Closed dmckeone closed 9 years ago
If we ever embed a MultiDict
in an object the user can get at, e.g. a PreparedRequest
, this becomes a more significant API change. In particular, right now we enforce the contract that getting headers from any object in Requests will give you a string-to-string dictionary. Changing that is a breaking API change.
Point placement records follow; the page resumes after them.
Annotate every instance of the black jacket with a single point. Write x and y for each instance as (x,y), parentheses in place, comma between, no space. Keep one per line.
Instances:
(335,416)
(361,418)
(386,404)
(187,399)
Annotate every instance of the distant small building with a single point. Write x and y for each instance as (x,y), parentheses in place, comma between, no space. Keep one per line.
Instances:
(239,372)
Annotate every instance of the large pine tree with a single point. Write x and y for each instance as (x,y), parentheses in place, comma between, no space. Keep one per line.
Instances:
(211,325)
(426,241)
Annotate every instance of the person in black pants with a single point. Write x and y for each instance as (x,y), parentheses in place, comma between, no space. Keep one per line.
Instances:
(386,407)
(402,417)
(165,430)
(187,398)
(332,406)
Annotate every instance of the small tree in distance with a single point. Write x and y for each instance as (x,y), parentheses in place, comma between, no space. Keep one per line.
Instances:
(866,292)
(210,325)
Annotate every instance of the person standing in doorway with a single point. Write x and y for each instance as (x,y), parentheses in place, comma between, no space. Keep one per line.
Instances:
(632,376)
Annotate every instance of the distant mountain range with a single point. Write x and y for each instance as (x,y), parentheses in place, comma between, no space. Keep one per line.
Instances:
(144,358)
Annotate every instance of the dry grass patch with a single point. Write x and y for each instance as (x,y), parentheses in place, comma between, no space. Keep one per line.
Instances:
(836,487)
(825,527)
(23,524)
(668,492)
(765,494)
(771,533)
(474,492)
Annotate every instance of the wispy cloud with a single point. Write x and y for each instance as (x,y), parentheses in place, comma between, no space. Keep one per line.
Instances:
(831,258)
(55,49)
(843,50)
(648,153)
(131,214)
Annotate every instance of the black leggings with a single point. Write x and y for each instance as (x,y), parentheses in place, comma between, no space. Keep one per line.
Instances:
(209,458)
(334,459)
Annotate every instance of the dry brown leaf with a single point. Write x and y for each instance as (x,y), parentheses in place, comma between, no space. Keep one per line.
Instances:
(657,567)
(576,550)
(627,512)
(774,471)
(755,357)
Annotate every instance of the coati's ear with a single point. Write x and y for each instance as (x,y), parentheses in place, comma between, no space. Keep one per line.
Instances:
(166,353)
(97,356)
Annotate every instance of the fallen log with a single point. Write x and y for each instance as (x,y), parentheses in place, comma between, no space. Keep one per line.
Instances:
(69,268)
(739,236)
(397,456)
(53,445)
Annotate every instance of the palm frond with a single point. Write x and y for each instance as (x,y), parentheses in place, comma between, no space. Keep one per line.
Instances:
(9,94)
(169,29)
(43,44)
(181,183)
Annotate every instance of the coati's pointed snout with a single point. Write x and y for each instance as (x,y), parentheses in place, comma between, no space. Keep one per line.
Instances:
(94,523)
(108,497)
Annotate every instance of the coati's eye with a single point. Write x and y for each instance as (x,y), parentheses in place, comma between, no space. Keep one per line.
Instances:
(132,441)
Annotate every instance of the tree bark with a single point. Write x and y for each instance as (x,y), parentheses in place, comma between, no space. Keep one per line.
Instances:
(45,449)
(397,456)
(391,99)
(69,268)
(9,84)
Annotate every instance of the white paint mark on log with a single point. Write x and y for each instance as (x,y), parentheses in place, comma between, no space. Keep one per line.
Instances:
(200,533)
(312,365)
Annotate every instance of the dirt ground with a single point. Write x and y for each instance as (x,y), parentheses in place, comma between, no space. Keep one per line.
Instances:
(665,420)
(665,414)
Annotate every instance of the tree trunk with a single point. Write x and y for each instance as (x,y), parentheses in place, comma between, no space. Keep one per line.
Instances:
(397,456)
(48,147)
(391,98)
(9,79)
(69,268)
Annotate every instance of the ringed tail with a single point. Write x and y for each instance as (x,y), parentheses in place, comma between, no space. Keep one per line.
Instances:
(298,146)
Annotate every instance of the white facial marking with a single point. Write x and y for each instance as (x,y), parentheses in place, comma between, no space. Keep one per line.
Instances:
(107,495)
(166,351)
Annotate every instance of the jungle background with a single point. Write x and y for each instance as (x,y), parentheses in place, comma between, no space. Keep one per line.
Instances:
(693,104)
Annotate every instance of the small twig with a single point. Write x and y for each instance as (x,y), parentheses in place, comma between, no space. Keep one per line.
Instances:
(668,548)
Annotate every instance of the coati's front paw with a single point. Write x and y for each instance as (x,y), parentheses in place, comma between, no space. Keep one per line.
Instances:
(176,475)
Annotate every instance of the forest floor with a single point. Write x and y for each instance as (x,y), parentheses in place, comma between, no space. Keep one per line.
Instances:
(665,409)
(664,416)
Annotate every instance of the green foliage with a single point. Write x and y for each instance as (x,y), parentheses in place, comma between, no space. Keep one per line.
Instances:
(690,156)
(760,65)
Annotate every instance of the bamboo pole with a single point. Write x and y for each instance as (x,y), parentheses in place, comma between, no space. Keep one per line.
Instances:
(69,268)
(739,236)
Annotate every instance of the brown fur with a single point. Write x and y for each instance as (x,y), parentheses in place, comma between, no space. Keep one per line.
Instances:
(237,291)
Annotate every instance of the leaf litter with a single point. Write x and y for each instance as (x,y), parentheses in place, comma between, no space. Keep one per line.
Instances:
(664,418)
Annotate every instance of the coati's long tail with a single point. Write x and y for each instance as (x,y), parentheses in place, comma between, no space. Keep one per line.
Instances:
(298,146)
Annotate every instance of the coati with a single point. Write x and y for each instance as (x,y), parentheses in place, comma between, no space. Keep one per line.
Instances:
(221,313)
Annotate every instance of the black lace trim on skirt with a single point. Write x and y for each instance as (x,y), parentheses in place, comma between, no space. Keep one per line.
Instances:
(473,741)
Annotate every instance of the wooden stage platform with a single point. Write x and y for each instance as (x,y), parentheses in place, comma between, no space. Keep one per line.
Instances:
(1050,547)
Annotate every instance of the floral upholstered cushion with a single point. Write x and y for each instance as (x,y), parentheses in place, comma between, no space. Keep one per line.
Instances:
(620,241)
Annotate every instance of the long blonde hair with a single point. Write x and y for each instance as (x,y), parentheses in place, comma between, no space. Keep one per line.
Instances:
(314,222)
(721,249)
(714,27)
I think we need to think really strongly about whether that's a good plan.
@Lukasa I took a look through and I believe that my changes to params=
, data=
, and files=
are all safe from an API perspective:
PreparedRequest
does not expose params
, data
or files
Session
has a params
attribute that I initialize to OrderedMultiDict, but it is hidden because it isn't declared in the __attrs__
Request
has params
, data
, and files
exposed, but the user can't get to that because of __attrs__
In the future, I don't think there is any way around an API change for headers
(which is why I shied away from that change), because a dict
, or in this case a CaseInsensitiveDict
, just can't represent multiple keys. So that implementation will require some thinking about the API, and hopefully a structure more dedicated to handling HTTP Headers; maybe just a dict
-like class called HTTPHeader
that has the behaviour of the earlier mentioned CaseInsensitiveOrderedMultiDict
, but is clearly bound to conform to HTTP Header behaviours and rules. After all, CaseInsensitiveDict
is really only used for headers anyway; perhaps it's best to call a spade a spade?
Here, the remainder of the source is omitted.